DDMAL / cantus

:mag: Searching with Optical Music Recognition technology and the Cantus Database
http://cantus.simssa.ca
MIT License
15 stars 4 forks source link

Provenance data no longer imports with manuscript data import #808

Closed dchiller closed 8 months ago

dchiller commented 9 months ago

Currently, manuscript provenance data is parsed from the html on source detail page on Cantus DB. However, with the switch to NewCantus, the html is no longer tagged in the same way, so our parser does not work. AND, the provenance element is no longer tagged with any identifying class or id, so an html parser in general seems like a bad way to go.

We could, at least for now, get the provenance information from the json_info field of the json-node API, but this (as I understand it) will only work for sources that were on OldCantus. Obviously this is not a problem right now, but would necessitate another fix at some point in the future.

dchiller commented 9 months ago

@jacobdgm @lucasmarchd01

The way Cantus Ultimus gets provenance data from CantusDB is once again presenting some issues, so wondering if we can discuss before I move forward with a fix here.

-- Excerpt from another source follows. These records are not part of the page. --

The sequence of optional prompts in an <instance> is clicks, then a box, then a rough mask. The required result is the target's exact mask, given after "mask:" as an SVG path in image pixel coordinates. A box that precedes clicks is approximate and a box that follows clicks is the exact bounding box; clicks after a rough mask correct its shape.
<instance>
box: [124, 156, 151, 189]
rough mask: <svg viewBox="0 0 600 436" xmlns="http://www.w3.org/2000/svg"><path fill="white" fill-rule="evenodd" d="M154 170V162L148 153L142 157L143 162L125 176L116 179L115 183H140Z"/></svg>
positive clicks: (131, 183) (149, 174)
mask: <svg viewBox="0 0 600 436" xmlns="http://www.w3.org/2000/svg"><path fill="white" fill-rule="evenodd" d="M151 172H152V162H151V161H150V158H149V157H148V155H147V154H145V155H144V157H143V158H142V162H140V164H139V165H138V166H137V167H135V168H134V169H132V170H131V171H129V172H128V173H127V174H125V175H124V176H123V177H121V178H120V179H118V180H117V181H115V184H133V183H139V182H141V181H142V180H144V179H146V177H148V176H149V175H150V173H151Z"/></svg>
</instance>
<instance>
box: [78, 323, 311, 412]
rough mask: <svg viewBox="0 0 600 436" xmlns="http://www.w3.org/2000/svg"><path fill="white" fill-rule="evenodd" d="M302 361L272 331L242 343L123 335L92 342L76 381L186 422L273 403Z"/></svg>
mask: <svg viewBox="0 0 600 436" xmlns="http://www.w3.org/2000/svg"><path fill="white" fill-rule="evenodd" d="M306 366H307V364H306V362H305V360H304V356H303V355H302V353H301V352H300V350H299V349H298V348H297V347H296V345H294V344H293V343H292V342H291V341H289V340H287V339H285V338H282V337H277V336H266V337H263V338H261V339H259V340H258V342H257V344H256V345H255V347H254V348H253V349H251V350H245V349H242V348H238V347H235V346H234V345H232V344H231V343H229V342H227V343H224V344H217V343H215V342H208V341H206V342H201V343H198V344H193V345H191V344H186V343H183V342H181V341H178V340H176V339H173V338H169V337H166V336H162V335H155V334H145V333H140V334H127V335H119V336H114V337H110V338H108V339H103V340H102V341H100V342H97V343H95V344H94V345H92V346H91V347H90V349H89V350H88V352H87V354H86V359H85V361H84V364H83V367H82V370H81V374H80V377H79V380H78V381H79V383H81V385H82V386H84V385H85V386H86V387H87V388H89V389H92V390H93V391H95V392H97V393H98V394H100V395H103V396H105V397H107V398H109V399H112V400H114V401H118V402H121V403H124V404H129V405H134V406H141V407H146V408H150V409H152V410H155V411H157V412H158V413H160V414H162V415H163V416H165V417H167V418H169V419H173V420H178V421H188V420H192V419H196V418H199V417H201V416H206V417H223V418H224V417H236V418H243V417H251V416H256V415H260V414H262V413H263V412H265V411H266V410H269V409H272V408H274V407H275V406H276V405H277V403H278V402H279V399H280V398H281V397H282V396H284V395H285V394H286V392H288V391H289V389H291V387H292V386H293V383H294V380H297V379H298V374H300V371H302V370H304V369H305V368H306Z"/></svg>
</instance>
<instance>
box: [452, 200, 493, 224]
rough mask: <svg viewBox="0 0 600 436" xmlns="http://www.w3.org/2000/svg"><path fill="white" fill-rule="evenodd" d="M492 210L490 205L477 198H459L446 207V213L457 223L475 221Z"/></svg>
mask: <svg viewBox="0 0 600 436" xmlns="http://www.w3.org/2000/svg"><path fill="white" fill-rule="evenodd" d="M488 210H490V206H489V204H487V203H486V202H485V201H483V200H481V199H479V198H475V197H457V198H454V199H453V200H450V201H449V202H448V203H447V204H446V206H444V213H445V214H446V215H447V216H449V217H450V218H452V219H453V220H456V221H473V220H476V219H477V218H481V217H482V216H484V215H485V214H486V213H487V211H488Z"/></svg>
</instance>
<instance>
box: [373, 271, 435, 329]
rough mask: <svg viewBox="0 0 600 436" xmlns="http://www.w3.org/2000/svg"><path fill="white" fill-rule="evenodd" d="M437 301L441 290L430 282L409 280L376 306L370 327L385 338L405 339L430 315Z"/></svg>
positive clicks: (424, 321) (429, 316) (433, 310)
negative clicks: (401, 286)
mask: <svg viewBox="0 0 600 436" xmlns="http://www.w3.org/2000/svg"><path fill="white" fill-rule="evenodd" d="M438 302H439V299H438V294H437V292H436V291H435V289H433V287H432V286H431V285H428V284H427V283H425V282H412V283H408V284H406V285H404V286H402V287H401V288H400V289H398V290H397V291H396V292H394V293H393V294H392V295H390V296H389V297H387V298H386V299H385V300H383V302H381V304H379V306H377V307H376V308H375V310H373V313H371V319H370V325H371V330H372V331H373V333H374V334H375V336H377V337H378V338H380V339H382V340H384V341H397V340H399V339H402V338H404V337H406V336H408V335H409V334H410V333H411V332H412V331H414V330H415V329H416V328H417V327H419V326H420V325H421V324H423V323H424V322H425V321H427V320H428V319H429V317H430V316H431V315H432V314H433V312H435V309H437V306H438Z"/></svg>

This was mentioned in a related CantusDB issue (https://github.com/DDMAL/CantusDB/issues/564#issuecomment-1450698980) with the idea of adding a new API endpoint for provenance. However, a simpler solution that would work for what Cantus Ultimus needs would simply be to provide the provenance in the response of the json_node endpoint for a source. A provenance_id is currently returned, but it seems like it would be easy enough to just add an element to the json response that includes the provenance value. It's slightly more work now, but means we wouldn't need to worry about this again if/when we want to include "new" manuscripts (ones that were first inventoried on NewCantus) on Cantus Ultimus.

jacobdgm commented 9 months ago

It will be easy to set up APIs to return JSON for all the objects in our DB (including provenances). Until now, it has been low-priority, since it hasn't been strictly necessary. But I may as well just do it, since it won't take much time, and it seems like it will be useful here.